Erheblicher Aufwand für das Pflegeheim

„Wenn ich ehrlich bin, bin ich sehr geschafft“, blickt Nicole Fischer auf die vergangenen Tage zurück. Denn den Großteil der Arbeit musste das Pflegeheim selbst erledigen: Die Einverständnisse zur Impfung einholen, kooperierende Ärzte suchen, die Impfungen vorbereiten. Dafür habe Fischer die Feiertage durchgearbeitet und bis zu 70 Stunden die Woche gearbeitet. „Wir sitzen nicht in der Ecke und jammern. Wir sind Pflegekräfte. Wir wollen unsere Bewohner nicht von den Angehörigen trennen“, gibt sich Nicole Fischer kämpferisch.

Dr. Christiana Jäger hatte im Vorfeld alles recherchiert, was das Ärzteteam wissen muss. Die Praxen Dr. Fromme und die Gemeinschaftspraxis Dr. Lohmann/Edsen erklärten sich bereit, das Pflegeheim bei der Impfung zu unterstützen.

Außer dem Spediteur kam niemand

Der Impftermin an sich sei reibungslos abgelaufen. „Es war super. Wir haben ein tolles Team und auch das Praxisteam der Ärzte hat uns super unterstützt. Es gab keine Zwischenfälle, es ist perfekt gelaufen“, bilanziert Heimleiterin Fischer. Etwa um 13 Uhr habe man mit dem Impfen angefangen, um 15.30 Uhr war man durch.

Die Polizei hat, als der Impfstoff eingetroffen war, Präsenz gezeigt. „Das fand ich sehr gut. Die haben sich Mühe gegeben. Sie haben uns immer wieder gesagt, dass sie sofort da sind, falls es Zwischenfälle geben sollte“, zeigt sich Nicole Fischer zufrieden mit der Arbeit der Beamten.

Ein externes mobiles Impfteam hat es nicht gegeben. Bis auf den Spediteur, der den höchst empfindlichen Impfstoff zum Heim brachte, waren das Pflegepersonal und die Ascheberger Ärzte auf sich allein gestellt.

Ärzte fühlen sich für weitere Impfungen gewappnet

Der Ablauf sei für die Ärzte neu gewesen, wie Dr. Kristian Fromme erklärt. „Wir wussten vorher nicht, wie wir das machen. Es braucht ja einen besonderen Umgang mit dem Impfstoff. Man darf ihn nicht schütteln, es ist alles sehr sensibel“. Das Ärzteteam sei froh, die Impfungen hinter sich zu haben. „Jetzt wissen wir, wie es geht und sind voll im Fluss“. Dr.
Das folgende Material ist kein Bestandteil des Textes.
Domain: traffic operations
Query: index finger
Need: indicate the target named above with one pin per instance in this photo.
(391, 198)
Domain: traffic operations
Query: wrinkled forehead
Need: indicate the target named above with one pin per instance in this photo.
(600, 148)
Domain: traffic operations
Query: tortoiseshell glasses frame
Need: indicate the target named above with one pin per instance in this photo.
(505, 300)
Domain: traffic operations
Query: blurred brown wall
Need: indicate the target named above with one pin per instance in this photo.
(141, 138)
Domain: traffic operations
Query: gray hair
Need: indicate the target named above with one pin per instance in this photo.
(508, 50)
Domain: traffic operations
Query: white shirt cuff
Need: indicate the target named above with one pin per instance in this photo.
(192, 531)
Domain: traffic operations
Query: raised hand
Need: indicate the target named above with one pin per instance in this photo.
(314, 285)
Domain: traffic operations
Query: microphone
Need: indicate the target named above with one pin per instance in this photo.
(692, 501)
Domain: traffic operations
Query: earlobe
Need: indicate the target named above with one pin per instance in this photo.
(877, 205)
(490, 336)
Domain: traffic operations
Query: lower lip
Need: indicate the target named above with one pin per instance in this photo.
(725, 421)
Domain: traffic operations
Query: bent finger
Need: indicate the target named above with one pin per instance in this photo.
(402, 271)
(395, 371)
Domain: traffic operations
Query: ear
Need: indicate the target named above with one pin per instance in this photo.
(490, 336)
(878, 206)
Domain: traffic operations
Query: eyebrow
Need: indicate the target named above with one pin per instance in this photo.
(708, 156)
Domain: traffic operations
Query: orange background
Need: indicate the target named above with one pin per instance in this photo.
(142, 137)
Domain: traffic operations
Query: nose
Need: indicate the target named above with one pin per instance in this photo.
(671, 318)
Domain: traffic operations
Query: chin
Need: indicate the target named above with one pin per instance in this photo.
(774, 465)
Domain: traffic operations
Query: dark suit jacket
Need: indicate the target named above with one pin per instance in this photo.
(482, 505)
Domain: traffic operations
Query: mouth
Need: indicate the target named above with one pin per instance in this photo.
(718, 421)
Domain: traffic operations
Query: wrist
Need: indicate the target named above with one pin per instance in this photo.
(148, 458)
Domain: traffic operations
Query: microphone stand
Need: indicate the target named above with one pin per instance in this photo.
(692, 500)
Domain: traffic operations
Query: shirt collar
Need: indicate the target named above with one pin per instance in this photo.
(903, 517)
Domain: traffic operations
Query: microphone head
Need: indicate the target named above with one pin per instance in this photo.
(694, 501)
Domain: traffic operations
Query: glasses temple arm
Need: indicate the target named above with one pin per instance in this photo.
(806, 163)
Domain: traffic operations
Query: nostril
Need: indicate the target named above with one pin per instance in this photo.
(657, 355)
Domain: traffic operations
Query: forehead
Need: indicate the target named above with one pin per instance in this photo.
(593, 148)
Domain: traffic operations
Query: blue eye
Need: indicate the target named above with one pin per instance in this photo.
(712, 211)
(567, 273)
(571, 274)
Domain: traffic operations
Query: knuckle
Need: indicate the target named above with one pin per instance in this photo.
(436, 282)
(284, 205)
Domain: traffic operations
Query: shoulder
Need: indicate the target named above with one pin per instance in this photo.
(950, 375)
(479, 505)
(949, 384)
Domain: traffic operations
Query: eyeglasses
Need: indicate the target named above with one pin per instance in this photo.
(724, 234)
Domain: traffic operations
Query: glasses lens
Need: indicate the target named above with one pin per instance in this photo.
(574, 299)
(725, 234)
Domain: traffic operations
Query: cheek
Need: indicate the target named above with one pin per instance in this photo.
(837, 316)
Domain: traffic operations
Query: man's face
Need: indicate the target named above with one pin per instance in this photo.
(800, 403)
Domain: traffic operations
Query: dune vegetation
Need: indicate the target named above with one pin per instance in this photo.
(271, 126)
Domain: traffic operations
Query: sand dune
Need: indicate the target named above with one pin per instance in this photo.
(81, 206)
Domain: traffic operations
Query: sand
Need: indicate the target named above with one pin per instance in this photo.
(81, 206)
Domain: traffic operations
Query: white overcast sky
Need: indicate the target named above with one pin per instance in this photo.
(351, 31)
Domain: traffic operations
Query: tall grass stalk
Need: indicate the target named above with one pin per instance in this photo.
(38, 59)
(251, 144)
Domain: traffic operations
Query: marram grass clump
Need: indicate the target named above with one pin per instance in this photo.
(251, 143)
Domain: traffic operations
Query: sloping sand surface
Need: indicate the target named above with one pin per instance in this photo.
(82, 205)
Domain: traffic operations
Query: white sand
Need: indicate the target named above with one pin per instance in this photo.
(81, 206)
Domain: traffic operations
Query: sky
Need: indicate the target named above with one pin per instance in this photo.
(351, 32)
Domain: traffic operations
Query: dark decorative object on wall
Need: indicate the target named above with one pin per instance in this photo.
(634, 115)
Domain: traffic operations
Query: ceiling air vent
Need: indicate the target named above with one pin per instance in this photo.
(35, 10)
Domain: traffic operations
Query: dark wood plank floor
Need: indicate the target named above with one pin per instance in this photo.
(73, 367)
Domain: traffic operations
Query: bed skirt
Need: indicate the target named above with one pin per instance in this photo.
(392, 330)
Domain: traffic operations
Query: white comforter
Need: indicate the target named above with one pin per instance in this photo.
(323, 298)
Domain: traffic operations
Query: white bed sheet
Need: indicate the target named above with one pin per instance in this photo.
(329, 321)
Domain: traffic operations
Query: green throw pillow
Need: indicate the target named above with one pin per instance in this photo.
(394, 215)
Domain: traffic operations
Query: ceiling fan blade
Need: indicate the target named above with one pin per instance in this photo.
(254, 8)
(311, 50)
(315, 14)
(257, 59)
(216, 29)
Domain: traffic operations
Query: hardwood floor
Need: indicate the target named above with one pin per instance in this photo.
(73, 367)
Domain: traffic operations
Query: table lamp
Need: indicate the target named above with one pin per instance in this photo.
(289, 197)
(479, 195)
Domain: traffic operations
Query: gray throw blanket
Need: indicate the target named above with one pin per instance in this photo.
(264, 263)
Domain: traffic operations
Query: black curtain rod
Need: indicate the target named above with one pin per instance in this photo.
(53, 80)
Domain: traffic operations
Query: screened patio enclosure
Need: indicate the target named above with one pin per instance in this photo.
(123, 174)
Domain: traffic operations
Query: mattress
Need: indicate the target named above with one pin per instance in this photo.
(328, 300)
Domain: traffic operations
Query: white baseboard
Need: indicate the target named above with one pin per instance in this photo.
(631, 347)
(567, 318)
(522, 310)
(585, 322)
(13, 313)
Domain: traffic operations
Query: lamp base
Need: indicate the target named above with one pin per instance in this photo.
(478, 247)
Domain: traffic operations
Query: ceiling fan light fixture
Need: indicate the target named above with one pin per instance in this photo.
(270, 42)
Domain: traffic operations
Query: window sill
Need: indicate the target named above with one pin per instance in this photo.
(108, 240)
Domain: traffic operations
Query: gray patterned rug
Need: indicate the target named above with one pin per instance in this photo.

Fromme sprach auch noch einmal ein Lob an die Heimleitung aus, die den Termin sehr gut vorbereitet habe.

Der Impfstoff von Biontech und Pfizer ist sehr fragil und muss dementsprechend vorsichtig gehandhabt werden.
Der Impfstoff von Biontech und Pfizer ist sehr fragil und muss dementsprechend vorsichtig gehandhabt werden. © dpa © dpa

Dass kein externes Impfteam die Vakzine verabreicht, sei in der Regel so, wie Dr. Fromme erläutert. „Heime, die mit den gleichen Ärzten zusammenarbeiten, haben einfach ein Vertrauensverhältnis, das über lange Zeit aufgebaut wurde“. Pflegeeinrichtungen, die keine Hausärzte haben, könnten sich an die Kassenärztliche Vereinigung wenden, um geeignete Impfärzte zu finden.

Da man aus den Impfflaschen teilweise sechs anstatt fünf Dosen des Vakzin bekommen kann, wurde auch das ärztliche Personal geimpft. Sonst hätte man den Impfstoff entsorgen müssen, da er nur wenige Stunden offen sein kann. Dies sei auch eine Vorgabe der Behörden.

Vorerst keine Sicherheit durch Impfungen

Bewohner und Pfleger sind zum Großteil geimpft. Kehrt jetzt wieder Normalität in das Malteserstift St. Benedikt in Herbern ein? „Wir fühlen uns noch gar nicht sicher. Die Schutzwirkung der ersten Dosis von etwa 50 Prozent tritt nach zwei Wochen ein“, sagt Nicole Fischer.

Sie hat Bedenken, dass die Menschen denken, sie könnten jetzt lockerer mit dem Virus umgehen. Schließlich sei ja geimpft worden. „Wir befinden uns jetzt in einer ganz kritischen Phase. Die Menschen haben einfach Sehnsucht nach einem normalen Leben“.

In 18 bis 21 Tagen soll die zweite Impfrunde durchgeführt werden. Drei Wochen danach verspricht die zweite Impfung einen Schutz von 95 Prozent.